The bill’s author, Senator Hughes, told colleagues the measure would “make it clear that when there's evidence that election crimes have been violated, the attorney general can be involved right away. The AG doesn't have to wait for an invitation. The AG does not have to wait for permission.”

The legislation responds to a February 2021 decision in the Stevens case by the Texas Court of Criminal Appeals that, Hughes said, constrained the long-standing practice dating to 1985 of allowing the attorney general’s office to prosecute certain election offenses. Hughes described the bill as clarifying that “the attorney general has jurisdiction to prosecute and shall represent the state in the prosecution of criminal offense[s] prescribed in the election laws of the state.”

Supporters said the change is intended to provide an alternative when local prosecutors have conflicts of interest, lack resources, or decline to pursue election-related allegations. “We want to make sure that there's a conflict or there's some reason why the local prosecutor won't prosecute these crimes,” Hughes said during floor debate.

Opponents raised constitutional and separation-of-powers concerns and repeatedly asked how the bill addresses the Stevens holding that limited the attorney general's ability to unilaterally prosecute without local consent. Senator Johnson described the Stevens holding and asked whether the bill survives that precedent; Hughes said he believed the court was wrong and that the statute’s revised language — changing certain grant phrases and referencing subchapter language in the Government Code — would provide a stronger basis for the authority.

Lawmakers also questioned what would happen if the subject of an investigation were the attorney general themself. Hughes replied that: “the attorney general, as you know, is used in statute to refer to an individual and also to refer to the office…there's a whole bunch of lawyers over there who would…handle a prosecution if this becomes law,” and that existing recusal and conflict procedures would apply.

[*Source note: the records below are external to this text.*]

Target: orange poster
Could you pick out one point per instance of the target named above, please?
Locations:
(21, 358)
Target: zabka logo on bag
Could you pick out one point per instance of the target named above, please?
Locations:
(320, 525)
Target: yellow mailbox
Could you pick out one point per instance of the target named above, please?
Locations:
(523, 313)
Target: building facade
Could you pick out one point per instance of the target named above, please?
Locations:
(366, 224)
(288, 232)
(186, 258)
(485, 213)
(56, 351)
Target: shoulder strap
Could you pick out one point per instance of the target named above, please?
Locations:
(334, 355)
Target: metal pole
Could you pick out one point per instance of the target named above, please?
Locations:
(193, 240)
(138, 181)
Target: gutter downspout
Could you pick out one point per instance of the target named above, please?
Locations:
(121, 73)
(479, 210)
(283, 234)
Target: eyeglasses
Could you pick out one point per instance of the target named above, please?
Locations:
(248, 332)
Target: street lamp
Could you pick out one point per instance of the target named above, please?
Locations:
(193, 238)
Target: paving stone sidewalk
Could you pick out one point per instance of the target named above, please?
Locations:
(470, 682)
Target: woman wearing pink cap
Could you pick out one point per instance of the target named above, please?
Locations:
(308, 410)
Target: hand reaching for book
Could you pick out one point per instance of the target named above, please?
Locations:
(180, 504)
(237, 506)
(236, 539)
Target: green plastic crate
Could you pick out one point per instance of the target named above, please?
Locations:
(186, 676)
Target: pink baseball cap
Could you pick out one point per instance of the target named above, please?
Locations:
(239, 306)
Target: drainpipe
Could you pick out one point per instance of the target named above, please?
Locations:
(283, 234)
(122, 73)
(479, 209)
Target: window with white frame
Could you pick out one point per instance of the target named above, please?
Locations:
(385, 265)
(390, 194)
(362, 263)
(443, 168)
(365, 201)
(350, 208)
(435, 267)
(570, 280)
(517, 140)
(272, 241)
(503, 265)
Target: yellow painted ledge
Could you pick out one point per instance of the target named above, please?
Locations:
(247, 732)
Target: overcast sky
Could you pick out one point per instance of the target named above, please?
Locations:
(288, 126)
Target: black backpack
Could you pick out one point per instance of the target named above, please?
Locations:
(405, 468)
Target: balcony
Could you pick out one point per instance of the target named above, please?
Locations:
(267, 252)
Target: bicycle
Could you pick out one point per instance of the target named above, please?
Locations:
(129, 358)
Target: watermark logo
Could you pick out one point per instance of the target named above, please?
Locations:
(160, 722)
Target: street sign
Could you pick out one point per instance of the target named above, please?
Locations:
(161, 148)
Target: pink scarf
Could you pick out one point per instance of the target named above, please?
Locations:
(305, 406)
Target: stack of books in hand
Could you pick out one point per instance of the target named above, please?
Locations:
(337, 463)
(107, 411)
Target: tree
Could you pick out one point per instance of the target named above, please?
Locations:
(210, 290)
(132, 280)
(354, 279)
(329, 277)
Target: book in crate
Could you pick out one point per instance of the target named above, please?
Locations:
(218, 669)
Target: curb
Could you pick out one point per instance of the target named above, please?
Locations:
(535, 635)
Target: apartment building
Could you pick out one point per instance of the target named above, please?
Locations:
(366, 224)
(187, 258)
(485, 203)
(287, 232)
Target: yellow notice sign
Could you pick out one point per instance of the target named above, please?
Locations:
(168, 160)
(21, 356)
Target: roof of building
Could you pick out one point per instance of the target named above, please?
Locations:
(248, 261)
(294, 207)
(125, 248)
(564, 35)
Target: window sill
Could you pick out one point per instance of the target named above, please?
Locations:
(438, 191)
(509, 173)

The Senate adopted Hughes’s motion for passage to engrossment by voice and roll call. The clerk reported 17 ayes and 12 nays on the motion to advance the committee substitute.

The bill’s supporters said it restores decades of practice to give the attorney general concurrent jurisdiction in election-crime matters; critics warned it may raise separation-of-powers and oversight questions and urged caution about using statutory language rather than a constitutional amendment to address the issue. The author said a constitutional amendment remains an option for later sessions.

If enacted as written, the bill would change how election-law violations can be investigated and prosecuted in Texas, but any constitutionality disputes could be litigated in court. The measure now proceeds in the legislative process for final drafting and enrollment.